Natürlich war es auch hier still, die Lebensader Elbradweg ist Ende Oktober fast versiegt. Ziehende Gänse und streitende Spatzen gab es weit mehr als Menschen, ab und zu schlich eine Katze über die Hofmauern. (Wie laut muss es vor hundertfünfzig Jahren an einem solchen Ort zugegangen sein, als noch Hühner gackerten, Schweine grunzten und der Schmied seinen Amboss schlug.)

Das Elbtor in Werben.

Nach dem Elbtor wandten wir uns der Kirche zu, einem im Vergleich mit der Überschaubarkeit des Ortes riesigen Bau, einer reich mit Maßwerkziegeln verzierten gotischen Hallenkirche. In Werben war die Johanniter-Verwaltung für ganz Norddeutschland ansässig – ihr unterstand also auch die Komturei in Kraak, wo ich am ersten Reisetag den Glockenstuhl gezeichnet hatte. Auch der Pilgerweg nach Wilsnack führte über Werben.
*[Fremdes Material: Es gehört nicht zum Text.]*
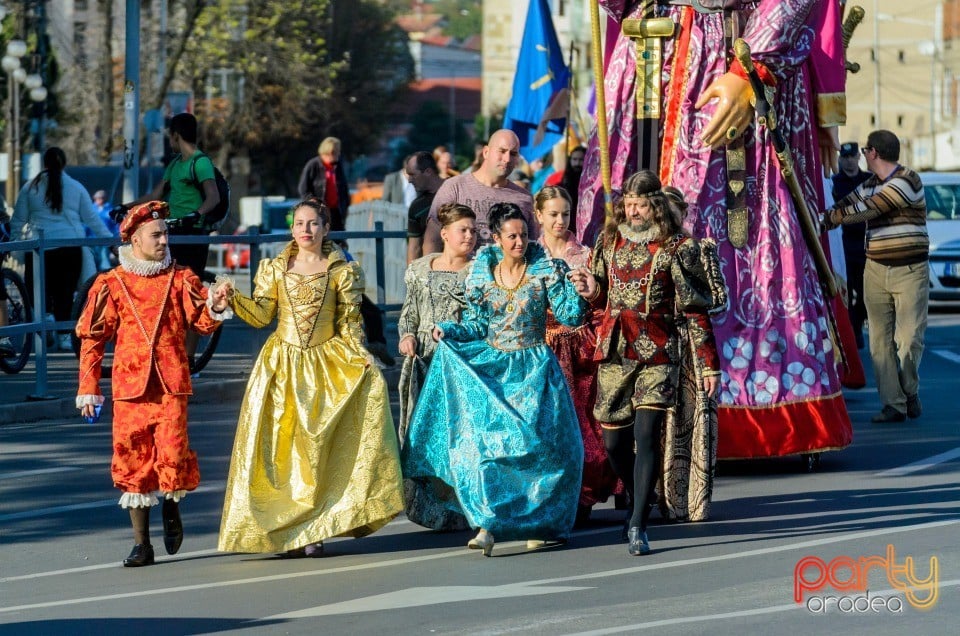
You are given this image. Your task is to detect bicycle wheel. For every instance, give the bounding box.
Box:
[190,272,223,374]
[0,267,33,373]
Leider war die Kirche erst einmal verschlossen. Wir wendeten ihr den Rücken zu und zeichneten die schönste aller schönen Werbener Türen. Daran friemelten wir lange, und als noch jemand öffnete, hörten wir auf unsere knurrenden Mägen und fingen keine Zeichnung mehr an …


Havelberg

Der Havelberger Dom ist ein großer kompakter Bau, der machtvoll und abweisend auf dem Steilufer der Havel steht, flussseitig weithin sichtbar. Es ist kein spiritueller, sondern ein politischer Ort, ein Brückenkopf an der Grenze zwischen christlich und heidnisch, zwischen „West“ und „Ost“.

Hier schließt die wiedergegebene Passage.